For First Time, E.P.A. Proposes Reducing Ethanol Requirement for Gas Mix
This is VERY good news, however, it does not go far enough. They had been recommending increasing the requirement from 10% to 15%. The ethanol requirement for gasoline should be eliminated altogether, but this is a move in the right direction.
By MATTHEW L. WALD
WASHINGTON —
The Environmental Protection Agency on Friday proposed
reducing the amount of ethanol that is required to be mixed with the
gasoline supply, the first time it has taken steps to slow down the drive to
replace fossil fuels with renewable forms of energy.
The move was expected, but it drew bitter complaints
from advocates of ethanol, including some environmentalists, who see the
corn-based fuel blend as a weapon to fight climate change. It was also
unwelcome news to farmers, who noted that the decision came at a time when a
record corn crop is expected, and the price of a bushel has fallen almost to
the cost of production.
“We’re all just sort of scratching our heads here today
and wondering why this administration is telling us to burn less of a
clean-burning American fuel,” said Bob Dinneen, president of the Renewable Fuels Association.

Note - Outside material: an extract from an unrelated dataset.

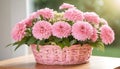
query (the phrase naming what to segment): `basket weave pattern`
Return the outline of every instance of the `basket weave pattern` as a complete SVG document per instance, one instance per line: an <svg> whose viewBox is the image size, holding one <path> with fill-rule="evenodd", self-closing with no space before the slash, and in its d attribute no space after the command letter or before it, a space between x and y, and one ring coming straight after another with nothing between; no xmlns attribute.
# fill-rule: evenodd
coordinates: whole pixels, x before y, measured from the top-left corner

Farmers, ethanol producers and high-tech companies
trying to make renewable fuels from wastes have all invested heavily in the
ethanol industry, with an expectation of a heavy demand, advocates said.
But the E.P.A. said that a big part of the problem was
that automobile fuel systems and service stations were not set up to absorb
more than about 10 percent ethanol. Most cars on the road, according to the
automakers, and most fuel pumps, according to service station groups, are
limited to the current mixture, called E10, and there has been little demand by
consumers for more.
Charles Drevna, president of the American Fuel and Petrochemical Manufacturers,
said that the ethanol interests were relying on “a continual government program
that is an anachronism in 2013, that is seriously flawed, that puts consumers
at risk, that consumers don’t want.”
The timeline for phasing in enormous volumes of
renewable fuel is laid out in the Energy Independence and Security Act of 2007, but the
schedule has turned out to be impractical, forcing year-by-year adjustments. In
the years since the law was passed, imports of oil have declined sharply and
domestic production has risen.
Meanwhile, American oil production has increased in
ways not expected in 2007, because of a new drilling technique, horizontal
drilling in shale combined with fracking, the same technique that has flooded
the market with natural gas.
Last month, domestic
oil production exceeded oil imports for the first time in years. That has
led the oil refiners to argue that requiring ethanol use to displace oil
imports is no longer so important, and that the whole system of mandates should
be dropped.
At the same time, there has also been a decline in the
overall demand for motor fuel, and it is poised to go yet lower. Demand had
been growing, year by year, and Congress expected it to continue to do so. The
2007 law set ethanol quotas that would have meant a modest percentage increase
in the amount of ethanol used in the mix.
Instead, ethanol became an unexpectedly large
percentage of total fuel supply, and began to push up against the barrier of 10
percent, the maximum ethanol fraction allowable in most gasoline.
Millions of cars can handle blends of up to 85 percent
ethanol, “flex fuel” vehicles, but few consumers like that fuel so few filling
stations sell it.
Those that do are struggling. For example, on Nov. 6, a
Sunoco station at a suburban mall in Potomac, Md.,
about 15 miles northwest of the E.P.A. headquarters, opened an E85 pump, with a
formal ribbon-cutting and speeches by Maryland
officials. But the manager, Amit Sharma, said Friday that the pump was selling
only 60 to 70 gallons a day. “It’s nothing,” he said. One problem, according to
Mr. Sharma and others, is that many people drive the flex fuel vehicles, but do
not understand that means they can accept up to 85 percent ethanol.
In another strategy to dispose of rising volumes of
ethanol, the producers have pushed the E.P.A. into allowing a blend that is 15
percent ethanol rather than 10, but few gas stations are equipped to sell that,
and since it is approved only for newer cars, few stations have spent the money
to refit their pumps to handle it. In addition, trade associations for
companies that make power garden equipment and boat engines complain that that
fuel will cause breakdowns.
The E.P.A. will now take public comment, which is
certain to be voluminous, as the issue is crucial not only to corn farmers, who
produce most of the feedstock for ethanol, and for oil companies, whose product
can be displaced by the fuel, but also to all other corn customers, including
livestock producers, grocers and restaurant chains.
Ethanol, the most prominent of the renewable fuels,
divides environmentalists. It may involve modestly lower carbon production, but
the increased market for it may also have increased farmers’ use of fragile,
marginal land. Its effect on fuel prices at the pump is disputed.